I have the following string:
l\u0092issue
My question is how to convert it to utf8 characters ?
I have tried that
1.9.3p484 :024 > "l\u0092issue".encode('utf-8')
=> "l\u0092issue"
Strings can be converted to arrays using a combination of the split method and some regular expressions. The split method serves to break up the string into distinct parts that can be placed into array element. The regular expression tells split what to use as the break point during the conversion process.
Ruby has the method Encoding. default_external which defines what the current operating systems default encoding is. Ruby defaults to UTF-8 as its encoding so if it is opening up files from the operating system and the default is different from UTF-8, it will transcode the input from that encoding to UTF-8.
The equivalent in C# is the String class. According to MSDN: (A String) Represents text as a series of Unicode characters. So, if you do string str = "a string here"; , you have a Unicode string.

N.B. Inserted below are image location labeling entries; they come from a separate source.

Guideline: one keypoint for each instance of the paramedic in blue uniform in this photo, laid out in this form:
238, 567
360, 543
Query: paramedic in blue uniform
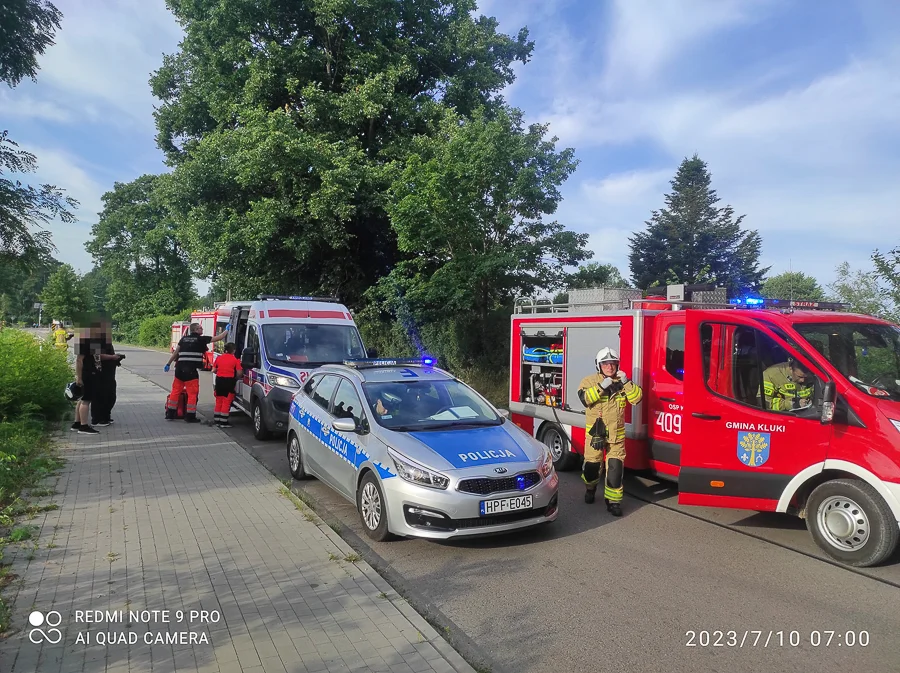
188, 355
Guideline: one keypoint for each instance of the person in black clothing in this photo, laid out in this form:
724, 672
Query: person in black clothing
89, 357
105, 399
189, 357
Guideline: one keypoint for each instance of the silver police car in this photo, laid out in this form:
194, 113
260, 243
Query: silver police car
419, 452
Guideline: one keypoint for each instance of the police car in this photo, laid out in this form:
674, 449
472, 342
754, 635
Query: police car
419, 452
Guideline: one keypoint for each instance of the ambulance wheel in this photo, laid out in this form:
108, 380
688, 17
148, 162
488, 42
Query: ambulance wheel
295, 457
555, 439
259, 422
852, 523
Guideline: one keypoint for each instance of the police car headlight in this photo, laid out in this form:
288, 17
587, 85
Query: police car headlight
545, 467
284, 381
417, 474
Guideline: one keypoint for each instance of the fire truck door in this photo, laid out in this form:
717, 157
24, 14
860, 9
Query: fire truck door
741, 445
665, 393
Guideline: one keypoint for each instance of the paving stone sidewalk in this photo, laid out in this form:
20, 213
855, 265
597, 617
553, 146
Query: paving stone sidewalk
168, 516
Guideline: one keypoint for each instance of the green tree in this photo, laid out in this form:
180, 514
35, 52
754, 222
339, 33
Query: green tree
887, 270
142, 270
595, 274
693, 240
27, 28
592, 274
468, 205
280, 118
64, 296
864, 293
24, 286
793, 285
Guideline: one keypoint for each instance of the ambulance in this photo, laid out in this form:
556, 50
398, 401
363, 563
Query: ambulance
280, 340
705, 422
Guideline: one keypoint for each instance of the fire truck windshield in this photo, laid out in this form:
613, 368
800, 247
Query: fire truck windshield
867, 354
310, 343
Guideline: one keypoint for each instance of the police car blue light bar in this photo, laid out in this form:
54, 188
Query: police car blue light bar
426, 361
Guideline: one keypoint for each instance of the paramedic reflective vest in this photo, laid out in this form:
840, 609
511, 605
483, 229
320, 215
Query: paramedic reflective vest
609, 408
781, 392
61, 338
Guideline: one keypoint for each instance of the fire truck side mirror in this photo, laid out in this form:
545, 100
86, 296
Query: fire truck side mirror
829, 398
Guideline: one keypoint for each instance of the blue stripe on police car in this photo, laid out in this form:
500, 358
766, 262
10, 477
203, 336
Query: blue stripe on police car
472, 447
347, 450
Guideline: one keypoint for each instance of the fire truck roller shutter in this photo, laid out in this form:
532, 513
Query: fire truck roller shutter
582, 344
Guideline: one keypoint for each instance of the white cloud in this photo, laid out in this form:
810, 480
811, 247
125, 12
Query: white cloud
105, 51
813, 162
648, 34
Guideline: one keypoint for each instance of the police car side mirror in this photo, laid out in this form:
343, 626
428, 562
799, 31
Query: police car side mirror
829, 396
344, 424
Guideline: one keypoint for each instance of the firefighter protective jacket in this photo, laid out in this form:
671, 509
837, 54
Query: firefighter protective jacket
609, 406
782, 392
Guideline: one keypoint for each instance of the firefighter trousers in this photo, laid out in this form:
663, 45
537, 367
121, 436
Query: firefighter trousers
223, 407
193, 390
612, 463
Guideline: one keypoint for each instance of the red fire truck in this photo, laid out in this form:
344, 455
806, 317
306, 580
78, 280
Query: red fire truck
705, 421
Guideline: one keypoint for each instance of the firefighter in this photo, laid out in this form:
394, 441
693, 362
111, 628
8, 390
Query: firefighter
788, 386
61, 337
604, 396
189, 356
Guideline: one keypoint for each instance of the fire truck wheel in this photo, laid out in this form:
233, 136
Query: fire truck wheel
852, 523
563, 458
260, 431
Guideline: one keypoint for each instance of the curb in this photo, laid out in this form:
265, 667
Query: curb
417, 621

You seem to have got your encodings into a bit of a mix up. If you haven’t already, you should first read Joel Spolsky’s article The Absolute Minimum Every Software Developer Absolutely, Positively Must Know About Unicode and Character Sets (No Excuses!) which provides a good introduction into this type of thing. There is a good set of articles on how Ruby handles character encodings at http://graysoftinc.com/character-encodings/understanding-m17n-multilingualization. You could also have a look at the Ruby docs for String and Encoding.
In this specific case, the string l\u0092issue
means that the second character is the character with the unicode codepoint 0x92. This codepoint is PRIVATE USE TWO
(see the chart), which basically means this position isn’t used.
However, looking at the Windows CP-1252 encoding, position 0x92 is occupied by the character ’
, so if this is the missing character the the string would be l’issue
, whick looks a lot more likely even though I don’t speak French.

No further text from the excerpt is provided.